Les différents éducateurs qu’il m’a été possible de rencontrer ont souvent mis en avant leur peur de ne pas être suffisamment compétents, « à la hauteur », dans le domaine des médias et de se trouver dans une position inconfortable face à des élèves qui disent en connaître beaucoup plus qu’eux sur le sujet. Ils expriment également la difficulté de mettre en place des projets concrets, par manque de temps, mais également d’informations quant à des initiatives qui exemplifient l’insertion de l’éducation aux médias dans le programme scolaire.

5. Les aspects logistiques

Même si les écoles, associations ou organismes d’éducation extrascolaire semblent aujourd’hui équipés en matière d’ordinateurs et de connexions Internet, ils ne semblent pas pour autant disposer du support technique et logistique que cela nécessite. L’obstacle le plus fréquemment cité est le prix inabordable des différentes licences informatiques ou matériaux informatiques nécessaires au bon déroulement des activités, ainsi que la difficulté à se tenir au courant des nouveaux supports qui pourraient leur être bénéfique. Ici encore, le temps médiatique ne semble pas être en concordance avec le temps pédagogique.

6. Des solutions existent !

Malgré ces obstacles, l’éducation aux médias trouve sa place dans de nombreux lieux et de manière diversifiée. Voici quelques pistes qui peuvent aider les enseignants à trouver des activités d’éducation aux médias qui correspondent à leur personnalité, à leur public, mais également aux conditions de travail dans lequel elles vont s’implémenter :
-  Ne pas envisager une éducation spécifique aux NTIC ou au multimédia mais une approche transversale qui est basée sur l’apprentissage de l’esprit critique.

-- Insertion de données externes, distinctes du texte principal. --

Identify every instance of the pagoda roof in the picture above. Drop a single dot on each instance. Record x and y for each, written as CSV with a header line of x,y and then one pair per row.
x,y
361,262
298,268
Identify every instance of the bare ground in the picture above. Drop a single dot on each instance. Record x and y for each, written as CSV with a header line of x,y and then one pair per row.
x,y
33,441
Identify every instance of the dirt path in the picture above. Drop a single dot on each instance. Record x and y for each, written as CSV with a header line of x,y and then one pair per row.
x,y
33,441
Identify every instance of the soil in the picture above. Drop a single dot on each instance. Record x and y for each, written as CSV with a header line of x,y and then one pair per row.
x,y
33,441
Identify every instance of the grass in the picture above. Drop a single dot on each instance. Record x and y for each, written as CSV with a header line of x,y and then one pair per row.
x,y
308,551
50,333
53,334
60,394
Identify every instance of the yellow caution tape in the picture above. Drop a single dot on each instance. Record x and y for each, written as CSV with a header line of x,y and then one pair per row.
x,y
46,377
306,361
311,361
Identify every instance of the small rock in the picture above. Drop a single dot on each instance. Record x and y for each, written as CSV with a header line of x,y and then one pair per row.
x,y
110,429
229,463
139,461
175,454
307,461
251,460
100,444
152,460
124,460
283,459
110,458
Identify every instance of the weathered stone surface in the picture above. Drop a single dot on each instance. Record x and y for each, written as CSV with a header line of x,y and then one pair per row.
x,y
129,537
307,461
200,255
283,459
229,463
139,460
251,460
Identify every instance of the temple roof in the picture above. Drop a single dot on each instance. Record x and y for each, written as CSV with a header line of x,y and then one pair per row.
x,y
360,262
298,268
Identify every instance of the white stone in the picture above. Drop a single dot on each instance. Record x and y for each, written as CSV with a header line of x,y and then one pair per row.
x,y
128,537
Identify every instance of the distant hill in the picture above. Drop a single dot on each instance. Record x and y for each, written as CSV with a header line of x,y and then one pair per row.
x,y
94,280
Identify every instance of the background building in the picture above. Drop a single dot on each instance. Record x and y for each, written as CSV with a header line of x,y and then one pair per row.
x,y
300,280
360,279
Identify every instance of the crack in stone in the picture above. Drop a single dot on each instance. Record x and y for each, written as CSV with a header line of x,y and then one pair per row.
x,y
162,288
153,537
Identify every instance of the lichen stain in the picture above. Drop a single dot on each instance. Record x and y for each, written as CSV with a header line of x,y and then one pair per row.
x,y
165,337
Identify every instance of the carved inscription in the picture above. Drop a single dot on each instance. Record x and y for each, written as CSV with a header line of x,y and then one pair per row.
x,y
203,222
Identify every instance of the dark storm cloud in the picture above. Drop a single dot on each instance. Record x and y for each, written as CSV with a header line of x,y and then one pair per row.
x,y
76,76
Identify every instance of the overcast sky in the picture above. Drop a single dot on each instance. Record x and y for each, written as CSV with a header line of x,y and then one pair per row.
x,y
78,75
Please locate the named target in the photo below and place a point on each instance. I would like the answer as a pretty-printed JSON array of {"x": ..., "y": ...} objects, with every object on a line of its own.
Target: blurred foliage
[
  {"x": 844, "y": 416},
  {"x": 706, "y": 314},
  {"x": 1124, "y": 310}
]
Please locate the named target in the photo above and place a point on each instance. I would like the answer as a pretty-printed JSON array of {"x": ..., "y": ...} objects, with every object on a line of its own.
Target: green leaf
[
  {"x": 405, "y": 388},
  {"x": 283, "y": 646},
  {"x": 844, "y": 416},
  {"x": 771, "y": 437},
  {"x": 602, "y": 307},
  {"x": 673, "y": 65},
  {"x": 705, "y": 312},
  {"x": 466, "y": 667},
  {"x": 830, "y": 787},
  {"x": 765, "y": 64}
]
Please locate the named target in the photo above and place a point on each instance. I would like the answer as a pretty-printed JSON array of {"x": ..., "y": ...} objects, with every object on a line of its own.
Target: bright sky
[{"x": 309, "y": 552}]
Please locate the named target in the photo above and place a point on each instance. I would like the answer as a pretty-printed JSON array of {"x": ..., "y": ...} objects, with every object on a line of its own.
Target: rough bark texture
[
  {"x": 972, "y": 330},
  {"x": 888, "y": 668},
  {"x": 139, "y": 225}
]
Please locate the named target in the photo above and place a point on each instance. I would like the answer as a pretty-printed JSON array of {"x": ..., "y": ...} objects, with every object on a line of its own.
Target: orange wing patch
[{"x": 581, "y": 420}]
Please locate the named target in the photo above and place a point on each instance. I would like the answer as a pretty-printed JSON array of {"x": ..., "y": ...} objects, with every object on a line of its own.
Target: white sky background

En effet, les compétences techniques ne semblent pas poser de problèmes aux jeunes et s’apprennent la plupart du temps entre pairs.
-  Prendre en compte l’analyse et la comparaison des « complexes multimédiatiques » existants qui, de manière fortement personnelle, associent différents médias en les combinant de manière complémentaire et cohérente.
-  Inciter les éducateurs à s’interroger sur leurs propres comportements médiatiques et à s’approprier les nouvelles approches médiatiques telles que la communication et la mise en relation, tout en respectant les sphères publiques et privées définies par ces médias.
-  Inciter les écoles à évaluer leur matériel médiatique régulièrement.
-  Permettre aux enseignants d’avoir un accès aisé à des exemples concrets d’activités d’éducation aux médias et à des outils pédagogiques qui invite à éduquer les jeunes par et aux médias.
-  Améliorer les cursus de formation des enseignants en ce qui concerne l’éducation aux médias.